For agricultural applications the biomass is a powerful index due to its immediate connection with the crops health condition and growth state. Predicting sequential biomass of plants may serve as important indices to co-relate environmental growth with crop biomass. This approach presents using economical and cost-effective methods to approximate biomass using a Regression approach in Computer Vision DNN models. The regression model uses 2 Dimensional Convolutional Layers.
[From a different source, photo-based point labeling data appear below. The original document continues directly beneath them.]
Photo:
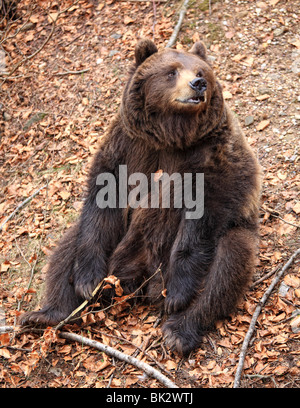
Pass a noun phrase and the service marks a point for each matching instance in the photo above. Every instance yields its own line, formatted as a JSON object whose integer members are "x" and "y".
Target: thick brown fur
{"x": 206, "y": 263}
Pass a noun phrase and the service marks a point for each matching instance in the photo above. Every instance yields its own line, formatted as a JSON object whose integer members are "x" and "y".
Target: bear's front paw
{"x": 179, "y": 336}
{"x": 176, "y": 302}
{"x": 84, "y": 289}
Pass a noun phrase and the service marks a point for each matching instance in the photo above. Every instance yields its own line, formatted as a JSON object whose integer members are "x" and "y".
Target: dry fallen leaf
{"x": 227, "y": 95}
{"x": 263, "y": 125}
{"x": 292, "y": 280}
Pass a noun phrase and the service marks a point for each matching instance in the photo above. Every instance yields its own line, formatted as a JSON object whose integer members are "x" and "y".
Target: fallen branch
{"x": 256, "y": 313}
{"x": 21, "y": 205}
{"x": 176, "y": 30}
{"x": 150, "y": 371}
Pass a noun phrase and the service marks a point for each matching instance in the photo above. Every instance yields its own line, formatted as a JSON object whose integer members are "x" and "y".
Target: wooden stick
{"x": 256, "y": 313}
{"x": 72, "y": 72}
{"x": 150, "y": 371}
{"x": 176, "y": 30}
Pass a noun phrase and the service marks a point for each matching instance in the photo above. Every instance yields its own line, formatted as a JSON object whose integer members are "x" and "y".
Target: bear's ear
{"x": 143, "y": 50}
{"x": 199, "y": 49}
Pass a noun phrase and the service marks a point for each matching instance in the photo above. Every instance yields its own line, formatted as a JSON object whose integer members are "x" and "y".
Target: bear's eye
{"x": 172, "y": 74}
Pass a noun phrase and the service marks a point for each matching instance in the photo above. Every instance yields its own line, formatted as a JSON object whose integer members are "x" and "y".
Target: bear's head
{"x": 172, "y": 98}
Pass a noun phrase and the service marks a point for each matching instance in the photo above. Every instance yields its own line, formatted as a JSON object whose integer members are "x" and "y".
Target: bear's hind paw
{"x": 40, "y": 318}
{"x": 179, "y": 338}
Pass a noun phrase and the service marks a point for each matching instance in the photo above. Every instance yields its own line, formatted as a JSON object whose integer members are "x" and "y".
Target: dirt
{"x": 52, "y": 122}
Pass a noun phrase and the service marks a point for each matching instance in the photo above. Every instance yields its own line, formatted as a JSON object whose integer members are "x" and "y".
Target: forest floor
{"x": 52, "y": 122}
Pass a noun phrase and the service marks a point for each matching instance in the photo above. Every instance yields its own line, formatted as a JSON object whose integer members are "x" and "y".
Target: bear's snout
{"x": 198, "y": 84}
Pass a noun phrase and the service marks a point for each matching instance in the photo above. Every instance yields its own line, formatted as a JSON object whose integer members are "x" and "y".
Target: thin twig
{"x": 275, "y": 214}
{"x": 83, "y": 304}
{"x": 21, "y": 205}
{"x": 176, "y": 30}
{"x": 80, "y": 307}
{"x": 150, "y": 371}
{"x": 256, "y": 313}
{"x": 7, "y": 329}
{"x": 71, "y": 72}
{"x": 266, "y": 276}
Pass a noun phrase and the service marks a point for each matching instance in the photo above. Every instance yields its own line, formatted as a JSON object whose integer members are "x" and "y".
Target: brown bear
{"x": 172, "y": 122}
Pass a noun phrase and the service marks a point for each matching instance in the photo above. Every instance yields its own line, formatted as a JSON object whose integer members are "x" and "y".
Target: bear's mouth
{"x": 195, "y": 100}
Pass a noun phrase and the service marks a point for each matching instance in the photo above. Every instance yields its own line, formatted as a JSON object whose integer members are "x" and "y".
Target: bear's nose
{"x": 198, "y": 84}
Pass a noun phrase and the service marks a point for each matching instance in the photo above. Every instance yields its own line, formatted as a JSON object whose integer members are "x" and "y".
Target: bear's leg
{"x": 189, "y": 261}
{"x": 224, "y": 284}
{"x": 100, "y": 230}
{"x": 60, "y": 299}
Vision based Regression models help not only in calculating mean difference and increase in biomass but also understand visual cues in plants and predict the biomass evolution based on such cues. The objective of such an approach is to enable temporal analysis of biomass from frames to allow adapting to the planned environment and factors objectively. To take into consideration, wilting leaves observed progressively over frames suggests a decrease in biomass of plant over time, and can be monitored semi autonomously in farms. While existing approaches involve unimplementable algorithms or intensive computation, costly hardware or offline or batch processing, which is delayed calculation, this approach attempts to be implementable and not stress on inefficacious data from plants or inference.
Taking One step further to fulfill UN Sustainable Development Goals -
This project aims to expand scope of UN's second SDG and entail few of the Goal Targets by bringing in semi-autonomous monitoring systems for food production monitoring and yield production methodology to "increase productivity and production by implementing resilient agricultural practice." as highlighted in second UN SDG goal target.
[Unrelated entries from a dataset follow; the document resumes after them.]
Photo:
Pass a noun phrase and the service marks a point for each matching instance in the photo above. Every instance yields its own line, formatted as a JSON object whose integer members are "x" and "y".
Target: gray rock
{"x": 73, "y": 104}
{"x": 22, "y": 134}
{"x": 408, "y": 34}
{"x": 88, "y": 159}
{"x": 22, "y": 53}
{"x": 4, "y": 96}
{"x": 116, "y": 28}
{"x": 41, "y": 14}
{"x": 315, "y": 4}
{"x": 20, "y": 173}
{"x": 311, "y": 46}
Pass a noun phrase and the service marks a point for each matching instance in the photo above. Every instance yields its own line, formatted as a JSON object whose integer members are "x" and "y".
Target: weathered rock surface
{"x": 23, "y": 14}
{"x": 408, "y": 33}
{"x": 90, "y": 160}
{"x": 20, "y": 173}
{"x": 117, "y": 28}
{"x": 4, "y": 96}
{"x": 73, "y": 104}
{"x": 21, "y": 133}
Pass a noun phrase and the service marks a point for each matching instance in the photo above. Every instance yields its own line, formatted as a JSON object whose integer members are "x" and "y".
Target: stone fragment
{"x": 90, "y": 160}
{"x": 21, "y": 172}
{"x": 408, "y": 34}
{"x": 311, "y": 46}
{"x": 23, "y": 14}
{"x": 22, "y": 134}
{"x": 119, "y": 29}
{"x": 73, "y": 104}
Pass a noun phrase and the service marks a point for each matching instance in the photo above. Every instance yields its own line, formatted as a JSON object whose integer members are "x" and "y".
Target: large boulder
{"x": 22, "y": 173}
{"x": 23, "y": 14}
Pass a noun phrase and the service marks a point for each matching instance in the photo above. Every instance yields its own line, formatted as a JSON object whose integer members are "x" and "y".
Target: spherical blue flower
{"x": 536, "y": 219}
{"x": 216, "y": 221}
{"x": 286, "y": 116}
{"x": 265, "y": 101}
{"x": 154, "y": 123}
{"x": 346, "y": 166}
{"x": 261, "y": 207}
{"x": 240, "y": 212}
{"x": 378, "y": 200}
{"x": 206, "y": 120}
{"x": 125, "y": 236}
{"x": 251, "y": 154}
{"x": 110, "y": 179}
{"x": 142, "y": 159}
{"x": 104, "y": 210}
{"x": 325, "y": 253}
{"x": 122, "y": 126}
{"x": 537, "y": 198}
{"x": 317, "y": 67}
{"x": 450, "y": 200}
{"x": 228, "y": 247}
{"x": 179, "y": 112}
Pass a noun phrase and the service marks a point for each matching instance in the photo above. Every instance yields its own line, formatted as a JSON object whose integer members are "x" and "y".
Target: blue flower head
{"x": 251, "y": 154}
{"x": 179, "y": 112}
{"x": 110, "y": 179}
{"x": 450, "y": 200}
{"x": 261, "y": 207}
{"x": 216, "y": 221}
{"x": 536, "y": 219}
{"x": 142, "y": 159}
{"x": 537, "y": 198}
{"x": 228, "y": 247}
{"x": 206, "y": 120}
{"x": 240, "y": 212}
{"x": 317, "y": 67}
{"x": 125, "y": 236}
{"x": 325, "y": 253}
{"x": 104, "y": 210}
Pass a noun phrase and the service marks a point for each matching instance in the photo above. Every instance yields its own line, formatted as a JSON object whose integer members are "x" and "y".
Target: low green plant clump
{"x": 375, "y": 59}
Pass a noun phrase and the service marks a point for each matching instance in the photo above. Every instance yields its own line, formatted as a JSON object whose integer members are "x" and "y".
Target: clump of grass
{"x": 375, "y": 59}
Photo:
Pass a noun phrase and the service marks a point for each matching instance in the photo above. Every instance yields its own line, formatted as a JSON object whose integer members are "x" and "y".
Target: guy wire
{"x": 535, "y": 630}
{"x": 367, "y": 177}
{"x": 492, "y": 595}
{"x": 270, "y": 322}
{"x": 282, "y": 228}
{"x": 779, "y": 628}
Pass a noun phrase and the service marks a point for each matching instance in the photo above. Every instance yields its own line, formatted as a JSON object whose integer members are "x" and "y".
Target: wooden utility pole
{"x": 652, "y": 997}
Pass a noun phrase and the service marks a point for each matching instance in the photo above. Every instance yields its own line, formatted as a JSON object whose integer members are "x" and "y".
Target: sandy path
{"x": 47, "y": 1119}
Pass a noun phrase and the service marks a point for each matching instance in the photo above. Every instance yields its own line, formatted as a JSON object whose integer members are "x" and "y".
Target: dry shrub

Material and MethodsData Accumulation :
Most of the dataset used to train this model was adopted from the Paper "Growth monitoring of greenhouse lettuce" by Lingxian Zhang et al. There were 3 kinds of datasets offered in this paper, one of them being the raw dataset curated under unmonitored sunlight conditions. The other dataset was an augmented version of the raw dataset synthesized and generated with all images having similar light, illuminance and saturation. The third dataset contains spatial and depth information of these plants under the same environment and observed growth patterns. In this approach, we'll be using the augmented dataset to increase efficacy of model and couple images in a similar visual pattern.
Greenhouse lettuce image collection and preprocessing -
The experiment was conducted at the experimental greenhouse of the Institute of Environment and Sustainable Development in Agriculture, Chinese Academy of Agricultural Sciences, Beijing, China (N39°57′, E116°19′). Three cultivars of greenhouse lettuce, i.e., Flandria, Tiberius, and Locarno, were grown under controlled climate conditions with 29/24 °C day/night temperatures and an average relative humidity of 58%. During the experiment, natural light was used for illumination, and a nutrient solution was circulated twice a day. The experiment was performed from April 22, 2019, to June 1, 2019. Six shelves were adopted in the experiment. Each shelf had a size of 3.48 × 0.6 m, and each lettuce cultivar occupied two shelves. [Ref]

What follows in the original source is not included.